Document version: 1.04 Last modified: January 30, 2009
NOTE: WinZip® users do not need to read or understand the information contained on this page. It is intended for developers of Zip file utilities.
Changes since the original version of this document are summarized in the Change History section below.
This document describes the file format that WinZip uses to create AES-encrypted Zip files. The AE-1 encryption specification was introduced in WinZip 9.0 Beta 1, released in May 2003. The AE-2 encryption specification, a minor variant of the original AE-1 specification differing only in how the CRC is handled, was introduced in WinZip 9.0 Beta 3, released in January, 2004. Note that as of WinZip 11, WinZip itself encrypts most files using the AE-1 format and encrypts others using the AE-2 format.
From time to time we may update the information provided here, for example to document any changes to the file formats, or to add additional notes or implementation tips.

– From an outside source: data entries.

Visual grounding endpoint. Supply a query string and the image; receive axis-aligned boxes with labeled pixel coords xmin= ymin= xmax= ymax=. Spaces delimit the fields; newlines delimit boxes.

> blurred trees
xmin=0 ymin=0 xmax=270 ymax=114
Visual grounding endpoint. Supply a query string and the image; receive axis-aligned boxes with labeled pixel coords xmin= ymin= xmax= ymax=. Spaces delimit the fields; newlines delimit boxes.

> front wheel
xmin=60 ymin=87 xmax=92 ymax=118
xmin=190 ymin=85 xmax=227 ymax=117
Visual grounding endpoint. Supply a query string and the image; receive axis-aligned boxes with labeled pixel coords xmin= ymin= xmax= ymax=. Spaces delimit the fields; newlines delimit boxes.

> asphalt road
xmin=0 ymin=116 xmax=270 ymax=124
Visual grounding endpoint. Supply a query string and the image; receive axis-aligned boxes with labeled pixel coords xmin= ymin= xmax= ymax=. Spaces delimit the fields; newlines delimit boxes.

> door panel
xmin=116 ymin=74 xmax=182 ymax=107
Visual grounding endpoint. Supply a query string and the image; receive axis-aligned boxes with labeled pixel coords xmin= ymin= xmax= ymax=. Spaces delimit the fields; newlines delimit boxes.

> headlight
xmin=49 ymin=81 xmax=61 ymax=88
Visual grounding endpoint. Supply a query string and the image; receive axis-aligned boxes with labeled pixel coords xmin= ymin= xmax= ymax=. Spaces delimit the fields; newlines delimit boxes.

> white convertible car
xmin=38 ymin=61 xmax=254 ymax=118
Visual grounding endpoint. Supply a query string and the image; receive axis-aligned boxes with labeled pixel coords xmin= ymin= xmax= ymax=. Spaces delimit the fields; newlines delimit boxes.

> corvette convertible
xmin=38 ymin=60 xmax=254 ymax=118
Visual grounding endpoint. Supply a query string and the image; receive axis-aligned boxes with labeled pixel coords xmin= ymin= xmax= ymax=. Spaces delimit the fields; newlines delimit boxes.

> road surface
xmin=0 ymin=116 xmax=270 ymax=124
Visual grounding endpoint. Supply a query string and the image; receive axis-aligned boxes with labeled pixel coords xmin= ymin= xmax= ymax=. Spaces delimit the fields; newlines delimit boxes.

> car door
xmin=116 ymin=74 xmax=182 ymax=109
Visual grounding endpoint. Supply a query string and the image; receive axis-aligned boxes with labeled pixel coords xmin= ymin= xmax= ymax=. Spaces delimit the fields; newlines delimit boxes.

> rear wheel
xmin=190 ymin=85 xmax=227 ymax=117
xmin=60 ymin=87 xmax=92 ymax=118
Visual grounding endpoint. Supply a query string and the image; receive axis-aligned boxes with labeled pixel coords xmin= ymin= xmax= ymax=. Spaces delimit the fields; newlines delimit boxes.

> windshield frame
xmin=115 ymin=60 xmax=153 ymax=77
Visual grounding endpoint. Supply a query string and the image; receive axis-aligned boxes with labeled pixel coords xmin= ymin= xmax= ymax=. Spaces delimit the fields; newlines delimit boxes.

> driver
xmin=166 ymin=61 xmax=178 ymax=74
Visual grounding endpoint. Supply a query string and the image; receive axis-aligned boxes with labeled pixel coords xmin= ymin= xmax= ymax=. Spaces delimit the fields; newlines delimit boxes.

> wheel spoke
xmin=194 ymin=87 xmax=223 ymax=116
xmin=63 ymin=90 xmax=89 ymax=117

Without compromising the basic Zip file format, WinZip Computing has extended the format specification to support AES encryption, and this document fully describes the format extension. Additionally, we are providing information about a no-cost third-party source for the actual AES encryption code--the same code that is used by WinZip. We believe that use of the free encryption code and of this specification will make it easy for all developers to add compatible advanced encryption to their Zip file utilities.
This document is not a tutorial on encryption or Zip file structure. While we have attempted to provide the necessary details of the current WinZip AES encryption format, developers and other interested third parties will need to have or obtain an understanding of basic encryption concepts, Zip file format, etc.
Developers should also review AES Coding Tips page.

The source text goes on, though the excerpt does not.